There is a huge variety of possible KPIs for digital products, as for example:
- Revenue
- Profit
- DAU/MAU (Daily/Monthly Active Users)
- Customer Lifetime Value (CLV)
- Customer Acquisition Cost (CAC)
- Net Promoter Score (NPS)
- Number of downloads
- etc
The natural tendency is for Product Managers to pick a big handful of KPIs that they keep improving over time during the Product’s development.
But there are two problems with this: 1 - Teams will be pulled in many different directions, making more harm than good. i.e., they will be trying to optimize towards many different aspects, which will end resulting in very low progress or eventually none. 2 - This is a sign that teams don’t really know what they’re product should be doing better than any else.
Check out a few good practices when choosing your main KPIs!
Main KPIs focus on delivering customer value
KPIs should sit around what you want to achieve with your product. And while at first thought that may sit around financial metrics as revenue or number of users, teams should be aiming to the value that the product should be delivering, and making sure that they use it enough so that they come back to use it more.
The classic DAU/MAU are often vanity metrics - they may give a signal of the amount of traffic but they are not an indicator at all for whether a product is really working. If it’s achieving its purpose.
You should focus on what users were doing and why they were doing it. So for example with Soundy - Giphy for sounds, - instead of focusing on DAU/MAU we focus on “Number of Sound Plays” and “Number of Uploads” - that’s the value we are providing with the product, so that’s what we should focus on.
And since every product has a different purpose, so should their main KPIs. Your product and business are unique, so don’t try to paste another product’s metrics to it, and work on your own instead.
(…) teams should be aiming to the value that the product should be delivering and making sure that they use it enough so that they come back to use it more.
Teams should relate to their main KPIs
It’s very easy to measure performance using big picture goals, but it’s common for them to not be relatable by some of the teams working on the product. It’s common for product teams to comment that having a single big metric for every team to not work properly because most individuals couldn’t link their direct day-to-day work to that one metric.

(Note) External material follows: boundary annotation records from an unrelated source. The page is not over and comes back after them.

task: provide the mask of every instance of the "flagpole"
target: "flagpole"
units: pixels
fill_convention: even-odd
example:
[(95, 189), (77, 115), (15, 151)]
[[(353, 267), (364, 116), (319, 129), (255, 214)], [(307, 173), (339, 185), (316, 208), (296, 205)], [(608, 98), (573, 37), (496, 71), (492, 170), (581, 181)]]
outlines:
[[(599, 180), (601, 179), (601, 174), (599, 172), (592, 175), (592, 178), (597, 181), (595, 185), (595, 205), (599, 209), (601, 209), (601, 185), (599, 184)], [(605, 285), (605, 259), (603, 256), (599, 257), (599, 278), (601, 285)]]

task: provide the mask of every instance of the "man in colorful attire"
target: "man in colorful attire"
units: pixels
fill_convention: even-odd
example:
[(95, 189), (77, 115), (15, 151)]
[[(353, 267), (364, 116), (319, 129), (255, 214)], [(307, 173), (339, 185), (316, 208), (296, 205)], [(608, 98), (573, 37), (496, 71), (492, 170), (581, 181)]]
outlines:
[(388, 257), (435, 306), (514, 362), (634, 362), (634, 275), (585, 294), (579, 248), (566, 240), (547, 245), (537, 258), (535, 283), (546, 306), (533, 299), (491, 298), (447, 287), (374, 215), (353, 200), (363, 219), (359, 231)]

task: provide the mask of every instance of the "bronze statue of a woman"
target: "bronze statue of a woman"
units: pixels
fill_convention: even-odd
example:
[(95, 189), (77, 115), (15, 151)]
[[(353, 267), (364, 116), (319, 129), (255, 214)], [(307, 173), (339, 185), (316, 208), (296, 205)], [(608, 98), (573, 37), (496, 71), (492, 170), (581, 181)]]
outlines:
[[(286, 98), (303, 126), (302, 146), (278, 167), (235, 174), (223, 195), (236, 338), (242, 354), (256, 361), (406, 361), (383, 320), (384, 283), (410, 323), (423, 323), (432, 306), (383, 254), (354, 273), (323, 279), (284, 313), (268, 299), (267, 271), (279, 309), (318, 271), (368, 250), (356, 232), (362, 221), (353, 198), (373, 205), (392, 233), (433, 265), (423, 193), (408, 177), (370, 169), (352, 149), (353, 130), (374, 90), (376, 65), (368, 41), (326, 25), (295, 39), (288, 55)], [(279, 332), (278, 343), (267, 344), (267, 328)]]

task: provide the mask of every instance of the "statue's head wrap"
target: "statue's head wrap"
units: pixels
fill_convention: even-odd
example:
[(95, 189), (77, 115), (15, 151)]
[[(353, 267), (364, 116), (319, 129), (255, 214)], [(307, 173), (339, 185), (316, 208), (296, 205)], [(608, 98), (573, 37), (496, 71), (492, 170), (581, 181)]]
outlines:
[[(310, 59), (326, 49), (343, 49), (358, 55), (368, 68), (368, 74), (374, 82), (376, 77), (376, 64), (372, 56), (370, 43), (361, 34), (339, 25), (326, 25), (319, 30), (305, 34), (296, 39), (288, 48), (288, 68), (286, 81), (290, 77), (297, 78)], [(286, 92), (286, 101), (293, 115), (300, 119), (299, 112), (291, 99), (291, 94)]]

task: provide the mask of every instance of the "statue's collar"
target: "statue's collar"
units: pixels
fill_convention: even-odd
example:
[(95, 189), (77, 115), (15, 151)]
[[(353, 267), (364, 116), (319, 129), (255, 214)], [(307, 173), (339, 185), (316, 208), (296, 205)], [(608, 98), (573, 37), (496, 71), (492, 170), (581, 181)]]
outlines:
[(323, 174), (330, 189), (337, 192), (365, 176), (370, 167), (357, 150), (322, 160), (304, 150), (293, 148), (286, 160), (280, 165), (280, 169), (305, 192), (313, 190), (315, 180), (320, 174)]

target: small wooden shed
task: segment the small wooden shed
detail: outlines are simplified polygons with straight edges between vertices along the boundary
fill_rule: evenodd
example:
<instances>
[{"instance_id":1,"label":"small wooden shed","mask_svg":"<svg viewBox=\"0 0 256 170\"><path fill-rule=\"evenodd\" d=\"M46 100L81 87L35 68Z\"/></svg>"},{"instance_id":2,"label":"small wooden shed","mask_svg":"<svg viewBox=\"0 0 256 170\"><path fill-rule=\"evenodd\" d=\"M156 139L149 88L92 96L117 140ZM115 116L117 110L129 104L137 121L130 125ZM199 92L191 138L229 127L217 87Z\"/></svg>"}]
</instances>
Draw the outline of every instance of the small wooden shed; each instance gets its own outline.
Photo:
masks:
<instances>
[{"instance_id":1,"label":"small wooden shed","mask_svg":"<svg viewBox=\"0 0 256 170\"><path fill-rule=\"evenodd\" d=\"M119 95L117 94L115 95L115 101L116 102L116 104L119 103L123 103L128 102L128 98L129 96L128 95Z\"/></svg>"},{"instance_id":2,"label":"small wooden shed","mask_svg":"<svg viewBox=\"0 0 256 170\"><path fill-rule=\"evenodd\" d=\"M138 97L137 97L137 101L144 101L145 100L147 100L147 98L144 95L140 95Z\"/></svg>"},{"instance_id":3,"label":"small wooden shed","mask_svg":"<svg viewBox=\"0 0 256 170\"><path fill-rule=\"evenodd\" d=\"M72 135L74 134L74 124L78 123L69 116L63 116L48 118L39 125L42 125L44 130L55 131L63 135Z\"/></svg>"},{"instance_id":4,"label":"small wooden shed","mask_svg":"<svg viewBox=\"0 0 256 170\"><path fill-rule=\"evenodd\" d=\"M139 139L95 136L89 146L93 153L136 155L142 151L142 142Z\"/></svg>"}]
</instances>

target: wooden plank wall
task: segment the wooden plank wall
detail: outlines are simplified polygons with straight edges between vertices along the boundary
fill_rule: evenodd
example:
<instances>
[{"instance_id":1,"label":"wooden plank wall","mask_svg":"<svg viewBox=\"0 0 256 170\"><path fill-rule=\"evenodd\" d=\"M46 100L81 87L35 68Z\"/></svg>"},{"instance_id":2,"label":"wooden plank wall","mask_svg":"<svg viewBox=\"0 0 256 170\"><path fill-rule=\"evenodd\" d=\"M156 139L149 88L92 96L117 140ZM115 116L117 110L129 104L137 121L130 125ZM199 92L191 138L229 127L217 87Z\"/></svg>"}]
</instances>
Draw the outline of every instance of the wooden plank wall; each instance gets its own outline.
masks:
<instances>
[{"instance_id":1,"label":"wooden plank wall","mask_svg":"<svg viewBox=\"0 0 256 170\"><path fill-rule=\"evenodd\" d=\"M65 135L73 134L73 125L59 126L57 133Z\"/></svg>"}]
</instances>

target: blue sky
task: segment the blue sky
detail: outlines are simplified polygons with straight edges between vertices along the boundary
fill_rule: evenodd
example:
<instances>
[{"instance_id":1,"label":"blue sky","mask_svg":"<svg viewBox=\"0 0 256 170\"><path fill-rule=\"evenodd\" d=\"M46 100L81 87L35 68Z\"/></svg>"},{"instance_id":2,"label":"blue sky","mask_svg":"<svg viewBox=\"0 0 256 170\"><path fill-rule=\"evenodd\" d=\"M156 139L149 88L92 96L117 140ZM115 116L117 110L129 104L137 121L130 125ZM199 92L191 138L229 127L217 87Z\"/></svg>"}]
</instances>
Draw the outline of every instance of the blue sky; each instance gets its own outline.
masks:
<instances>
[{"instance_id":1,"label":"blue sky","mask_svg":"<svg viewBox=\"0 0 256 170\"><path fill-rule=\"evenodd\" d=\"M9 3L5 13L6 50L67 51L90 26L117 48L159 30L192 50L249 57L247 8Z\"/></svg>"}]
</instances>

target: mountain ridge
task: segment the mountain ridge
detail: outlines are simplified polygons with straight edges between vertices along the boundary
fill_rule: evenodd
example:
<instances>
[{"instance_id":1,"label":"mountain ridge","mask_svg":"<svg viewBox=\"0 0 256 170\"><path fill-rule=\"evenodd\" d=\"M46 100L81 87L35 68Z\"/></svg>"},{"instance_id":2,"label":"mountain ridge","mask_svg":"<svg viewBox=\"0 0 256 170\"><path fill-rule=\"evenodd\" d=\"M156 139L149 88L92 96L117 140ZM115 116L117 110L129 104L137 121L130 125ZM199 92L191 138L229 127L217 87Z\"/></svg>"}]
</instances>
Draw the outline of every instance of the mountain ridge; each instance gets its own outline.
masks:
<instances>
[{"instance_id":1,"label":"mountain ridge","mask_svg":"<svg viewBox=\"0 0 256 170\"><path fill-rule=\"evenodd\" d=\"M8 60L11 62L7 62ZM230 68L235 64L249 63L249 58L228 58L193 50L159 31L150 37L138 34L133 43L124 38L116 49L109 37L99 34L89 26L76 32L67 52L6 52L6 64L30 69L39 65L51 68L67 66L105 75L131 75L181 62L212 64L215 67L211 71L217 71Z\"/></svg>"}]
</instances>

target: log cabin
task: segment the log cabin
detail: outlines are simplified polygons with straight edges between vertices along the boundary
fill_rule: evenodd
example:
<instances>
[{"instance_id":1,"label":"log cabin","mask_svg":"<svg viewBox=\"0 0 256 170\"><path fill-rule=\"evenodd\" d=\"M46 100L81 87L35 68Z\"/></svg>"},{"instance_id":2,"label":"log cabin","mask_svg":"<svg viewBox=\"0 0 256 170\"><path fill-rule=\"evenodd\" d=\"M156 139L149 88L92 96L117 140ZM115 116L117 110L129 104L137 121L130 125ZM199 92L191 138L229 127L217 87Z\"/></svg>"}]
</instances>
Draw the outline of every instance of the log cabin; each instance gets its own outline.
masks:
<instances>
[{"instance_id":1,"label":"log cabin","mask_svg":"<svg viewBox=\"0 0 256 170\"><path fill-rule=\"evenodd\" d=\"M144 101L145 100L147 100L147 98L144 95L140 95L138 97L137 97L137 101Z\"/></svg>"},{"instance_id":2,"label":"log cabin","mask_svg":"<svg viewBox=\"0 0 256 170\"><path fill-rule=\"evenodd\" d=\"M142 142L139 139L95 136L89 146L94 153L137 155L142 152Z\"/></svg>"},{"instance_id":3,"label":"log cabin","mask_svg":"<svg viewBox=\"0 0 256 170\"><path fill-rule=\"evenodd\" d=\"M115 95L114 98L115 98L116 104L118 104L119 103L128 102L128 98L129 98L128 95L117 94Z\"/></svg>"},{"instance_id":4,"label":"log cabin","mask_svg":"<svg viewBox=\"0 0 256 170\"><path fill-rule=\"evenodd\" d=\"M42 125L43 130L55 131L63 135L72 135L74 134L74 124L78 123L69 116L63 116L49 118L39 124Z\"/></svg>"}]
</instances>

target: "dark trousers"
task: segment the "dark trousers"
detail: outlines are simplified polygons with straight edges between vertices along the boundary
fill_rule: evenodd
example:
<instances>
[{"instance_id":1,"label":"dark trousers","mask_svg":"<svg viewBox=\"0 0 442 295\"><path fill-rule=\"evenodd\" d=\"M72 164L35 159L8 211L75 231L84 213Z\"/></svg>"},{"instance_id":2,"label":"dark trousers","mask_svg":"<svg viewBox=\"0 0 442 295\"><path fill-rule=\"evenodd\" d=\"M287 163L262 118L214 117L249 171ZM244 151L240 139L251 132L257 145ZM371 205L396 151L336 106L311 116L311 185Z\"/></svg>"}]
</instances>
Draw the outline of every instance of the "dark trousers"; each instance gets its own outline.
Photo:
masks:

For these cases you should be looking for cause and effect KPIs - KPIs where there are a causal relationship between the action the statistic measures and the desired higher level outcomes.
So for example, if your product’s main metric is “Number of minutes played”, the marketing team maybe should focus in the “Number of signups”, which should (in theory at least) cause a higher number of minutes played.
(…) you should be looking for cause and effect KPIs
Make KPIs easy to get
Imagine the case that your main KPI is Customer Acquisition Cost (CAC). To get an accurate reading of CAC you probably need to aggregate data coming from a range of sources, from marketing, sales, and possibly even development, with origin in tools like spreadsheets, the company’s CRM, Twitter Ads platform, and maybe the time tracking or Project Management tool used by your dev team. This means that to make this laborous CAC easy to get you should automate it’s calculation at least until some degree, or have someone responsible to manually calculating it on a frequent basis (ex: daily).
Otherwise, it will be too difficult to get this important KPI, or you’ll be prone to make errors when calculating it, and thus lose the purpose.
You should ask: Do these reasons still hold true? Has our business or the context within which it operates changed? Can our metrics be refined to suit these changes?
Review your KPIs often
Take the time to review the reasons for selecting specific KPIs on a periodic basis. You should ask: Do these reasons still hold true? Has our business or the context within which it operates changed? Can our metrics be refined to suit these changes?
Also, ask if there’s a real cause-effect between the chosen KPIs and the desired outcomes. Often, people’s deep confidence in their judgments and abilities is often at odds with reality. Maybe your confidence in setting “Number of signups” as the main goal is actually not translating into higher “Number of minutes played”, as you can now see through the acquired data.
You need to make sure you’re choosing the key supporting metrics that correlate with the higher frequency of use of your product’s features and how likely they will stay using it vs churning out.